The LuxTurrim5G project on Smart City Digital Ecosystem Creation, driven by Nokia Bell Labs, is one initiative developing pultruded composite light poles with integrated miniaturised 5G antennas and base stations. As well as providing energy-efficient lighting, the smart light poles will create a high-capacity 5G data transmission network and incorporate sensors, information displays, cameras and other devices in order to trial a variety of services and business concepts. The composite pole hides the 5G equipment from view, protects it from the elements, vandalism and theft, and acts as a radome for the antennas.

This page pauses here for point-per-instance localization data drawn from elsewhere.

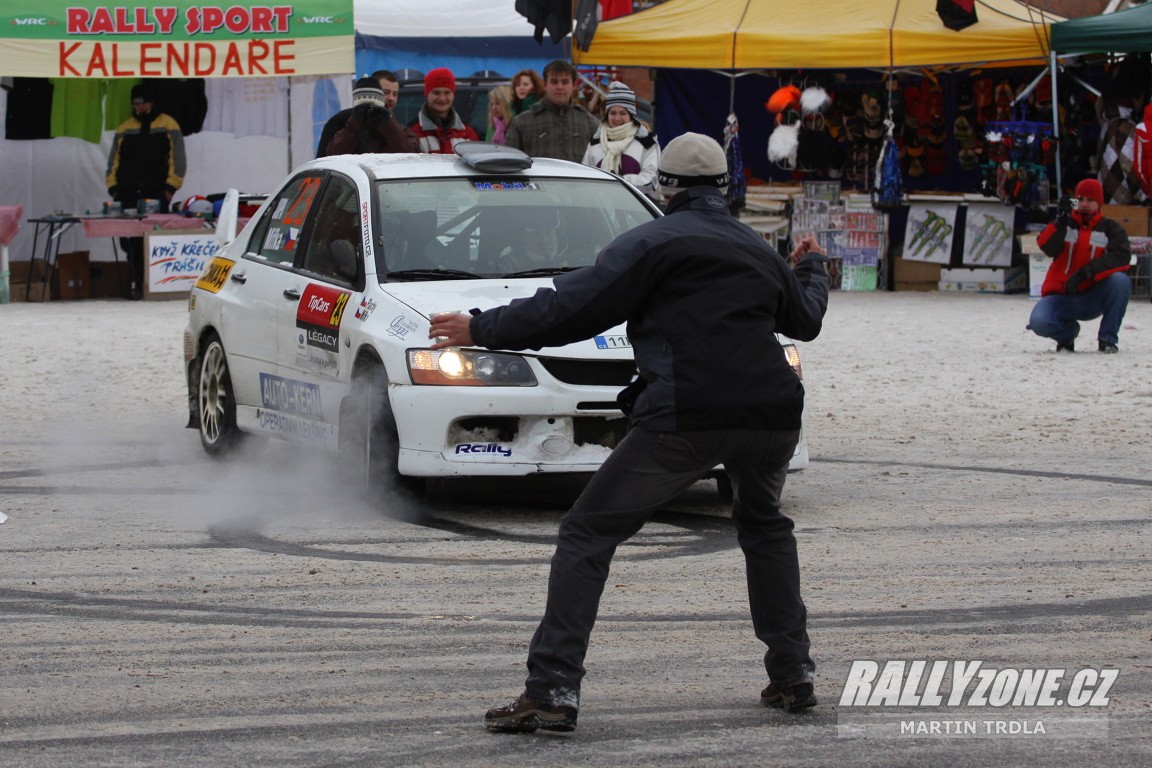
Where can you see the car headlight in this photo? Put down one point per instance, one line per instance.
(468, 367)
(793, 355)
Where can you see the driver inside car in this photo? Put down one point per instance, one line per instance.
(538, 246)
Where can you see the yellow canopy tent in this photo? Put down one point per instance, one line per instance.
(828, 35)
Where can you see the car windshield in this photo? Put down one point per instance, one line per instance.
(499, 227)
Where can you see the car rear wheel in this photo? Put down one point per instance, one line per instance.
(369, 440)
(217, 402)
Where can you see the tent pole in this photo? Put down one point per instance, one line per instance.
(1055, 120)
(289, 123)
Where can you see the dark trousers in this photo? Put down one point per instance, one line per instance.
(646, 470)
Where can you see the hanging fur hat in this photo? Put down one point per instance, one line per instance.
(785, 97)
(782, 145)
(815, 99)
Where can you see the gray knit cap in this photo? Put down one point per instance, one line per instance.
(620, 96)
(692, 160)
(368, 90)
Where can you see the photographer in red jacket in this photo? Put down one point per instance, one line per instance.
(1088, 278)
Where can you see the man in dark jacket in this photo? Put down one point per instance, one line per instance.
(370, 91)
(704, 297)
(1088, 278)
(146, 161)
(370, 127)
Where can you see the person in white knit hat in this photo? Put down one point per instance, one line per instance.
(623, 145)
(704, 297)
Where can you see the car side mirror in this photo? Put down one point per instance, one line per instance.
(345, 259)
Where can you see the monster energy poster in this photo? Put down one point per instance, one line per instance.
(988, 235)
(930, 232)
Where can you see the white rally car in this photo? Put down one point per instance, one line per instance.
(311, 325)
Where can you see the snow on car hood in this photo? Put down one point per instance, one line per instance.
(429, 298)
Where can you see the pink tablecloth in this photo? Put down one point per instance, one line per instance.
(9, 221)
(137, 227)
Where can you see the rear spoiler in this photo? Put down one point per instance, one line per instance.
(228, 218)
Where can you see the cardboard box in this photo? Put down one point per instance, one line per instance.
(108, 279)
(19, 290)
(1132, 218)
(1010, 280)
(72, 278)
(915, 275)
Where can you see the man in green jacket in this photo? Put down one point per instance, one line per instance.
(146, 161)
(554, 127)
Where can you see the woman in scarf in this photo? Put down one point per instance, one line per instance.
(623, 145)
(527, 89)
(499, 113)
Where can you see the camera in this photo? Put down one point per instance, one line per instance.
(1065, 210)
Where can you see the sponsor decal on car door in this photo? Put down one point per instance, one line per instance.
(318, 317)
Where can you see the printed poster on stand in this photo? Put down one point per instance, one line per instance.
(175, 261)
(988, 235)
(930, 232)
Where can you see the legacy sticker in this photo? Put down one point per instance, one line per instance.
(318, 316)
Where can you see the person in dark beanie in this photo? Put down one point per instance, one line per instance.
(381, 89)
(704, 297)
(1088, 278)
(438, 128)
(554, 127)
(146, 161)
(623, 145)
(370, 127)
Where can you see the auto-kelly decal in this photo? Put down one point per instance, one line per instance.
(318, 317)
(401, 326)
(290, 396)
(217, 273)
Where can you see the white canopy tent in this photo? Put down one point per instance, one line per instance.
(66, 174)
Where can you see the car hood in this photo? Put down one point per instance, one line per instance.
(429, 298)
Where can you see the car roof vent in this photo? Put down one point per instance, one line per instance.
(493, 158)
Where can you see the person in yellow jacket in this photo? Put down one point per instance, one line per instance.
(146, 161)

The LuxTurrim5G project is also comparing 5G signal loss through composite building elements with that through conventional building materials and structures. Composite materials can deliver improved in-building mmWave signal penetration together with excellent thermal insulation. For example, a wall structure based on a composite sandwich panel comprising a foam core with composite skin layers and incorporating composite I beams and window frames could meet the requirements of energy efficient buildings, while also enhancing in-building 5G signal reception. In addition, pultruded building elements such as window frames and doors, beams, panels and architectural facades are lightweight, durable and low maintenance, and offer parts reduction possibilities and low wall thicknesses for innovative design concepts.
Opportunities for inventive businesses
5G will drive innovation and opportunities across all sectors, including materials. The new 5G urban environment is placing increasing demands on existing construction materials. When selecting materials for the next generation of city infrastructure architects and planners must now consider compatibility with 5G mmWave signals in addition to performance, safety and sustainability requirements.
The increasing importance of RF transparent materials for next generation city infrastructure opens up a new market opportunity for the composites industry far beyond the scale of current construction applications. To seize this opportunity all players in the composites supply chain need to be involved. Composite materials with tailored mechanical and dielectric properties can deliver effective solutions for high-performance 5G applications. 5G mmWave antenna radomes and base stations need novel RF materials to minimise signal losses and increase network efficiency. Smart lighting pole networks will enable mobile operators to densify their networks without impacting the streetscape, while energy efficient building systems with improved RF signal penetration present further opportunities for innovative designers, manufacturers and suppliers. By bringing together the benefits of lower 5G mmWave signal loss, cost-effective manufacturing and creative, multifunctional design, pultruded composites can earn a key role in the 5G-friendly infrastructure of future smart cities.